An employer should also check to see if there is a written contract and they should read it before doing anything. Depending on how well this contract was drafted, it could limit the employer’s liability for severance when it comes to dismissing someone. If there is no contract available, the employer may want to get the aid of an employment lawyer in regards to any severance that may be owed to the fired worker.

3. The Termination Letter

It is important to prepare a termination letter. A working notice of termination should always be in writing and it should never be based on anything that’s just verbal. The termination letter can outline the reasons for the dismissal and anything that is owed to the employee. At the same time, it can also outline whatever the employee may have to return to the company as well (company property).

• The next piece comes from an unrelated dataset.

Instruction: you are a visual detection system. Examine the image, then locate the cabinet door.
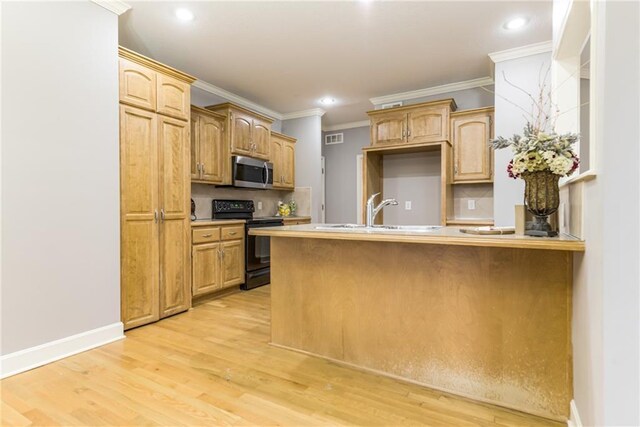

4. Offering A Reference Letter

Even though you may be firing (or have already fired) an employee, consider giving the employee a reference letter. This will help the employee (or ex-employee) to find a new job. Doing this has a two-fold effect; it can help the employee find another job much quicker and at the same time, the chances of the employee seeking some kind of legal advice to take action against you are greatly diminished. Though it is a bad situation, it can turn out into a win-win one. The only time you may not want to consider offering a reference letter is if the dismissal is due to something that is totally unacceptable on the part of the employee, like punching a supervisor.

As an employer, dismissing an employee for whatever reason is not an everyday occurrence. If it was, then you would know what to do with your eyes closed. The safest thing to do is to have an employment lawyer give the proper advice so that everyone stays safe and that there will not be any negative repercussions as a result of a dismissal.